2. The Joiner queries one or more external systems to (a) retrieve information based on the dimension id and (b) classify the event by topic, based on its text. Since each Joiner process receives sharded input, it is more likely to have the dimension information it needs in a cache, which reduces network calls to the external service. The output is then resharded by (event, topic) pair so that the Scorer can aggregate them in parallel.

3. The Scorer keeps a sliding window of the event counts per topic for recent history. It also keeps track of the long term trends for these counters. Based on the long term trend and the current counts, it computes a score for each (event, topic) pair and emits the score as its output to the Ranker, resharded by topic.

4. The Ranker computes the top K events for each topic per N minute time bucket.

In this example, the Filterer and Joiner are stateless and the Scorer and Ranker are stateful. At Facebook, each of the nodes can be implemented in Stylus. Puma apps can implement the Filterer and Ranker. The example Puma app in Figure 2 contains code for the Ranker. Although a Puma app can join with data in Laser, the Joiner node may need to query an arbitrary service for the Classifications, which Puma cannot do. Swift can only be used to implement the stateless nodes.

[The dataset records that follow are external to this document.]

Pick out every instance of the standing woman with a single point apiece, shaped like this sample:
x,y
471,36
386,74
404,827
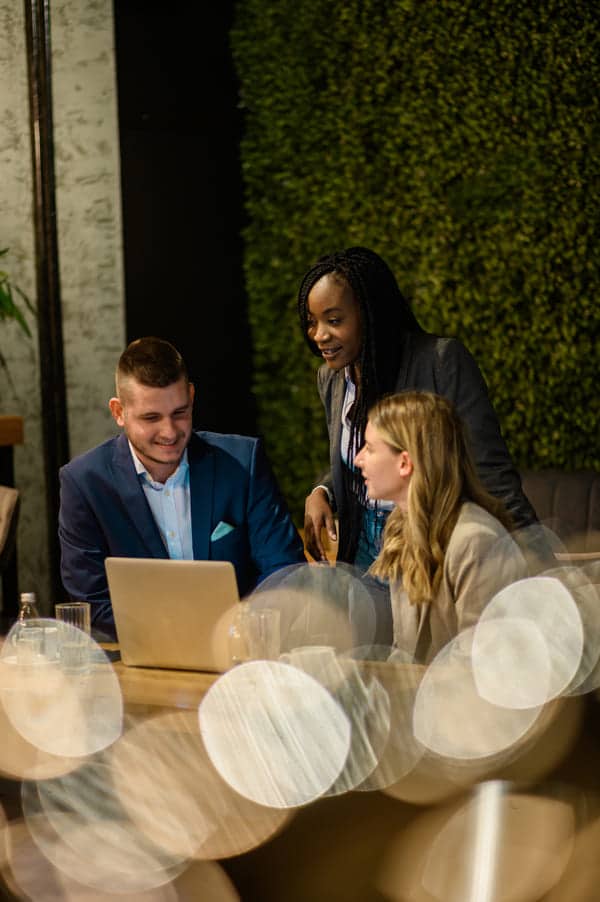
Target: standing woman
x,y
446,546
355,318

A consumer service queries the Ranker periodically to get the top K events for each topic. Alternatively, the Ranker can publish its results to Laser and the consumer service can query Laser. Puma is designed to handle thousands of queries per second per app, whereas Laser is designed to handle millions. Querying Laser is also a better choice when the query latency requirements are in milliseconds.

4. DESIGN DECISIONS

In this section, we present five design decisions. These decisions are summarized in Table 4, where we show which capabilities each decision affects. For each one, we categorize the alternatives and explain how they affect the relevant capabilities. Then we discuss the pros and cons of our decision for Facebook's systems.

Table 5 summarizes which alternatives were chosen by a variety of realtime systems, both at Facebook and in the related literature.

4.1 Language paradigm

The first design decision is the type of language that people will use to write applications in the system. This decision determines how easy it is to write applications and how much control the application writer has over their performance.

4.1.1 Choices

There are three common choices:

? Declarative: SQL is (mostly) declarative. SQL is the simplest and fastest to write. A lot of people already know SQL, so their ramp-up is fast. However, the downside of SQL is its limited expressiveness. Many systems add functions to SQL for operations such as hashing and string operators. For example, Streambase [27], S-Store [21] and STREAM [12] provide SQLbased stream processing.

? Functional: Functional programming models [10, 30, 32] represent an application as a sequence of predefined operators. It is still simple to write an application, but the user has more control over the order of operations and there are usually more operations available.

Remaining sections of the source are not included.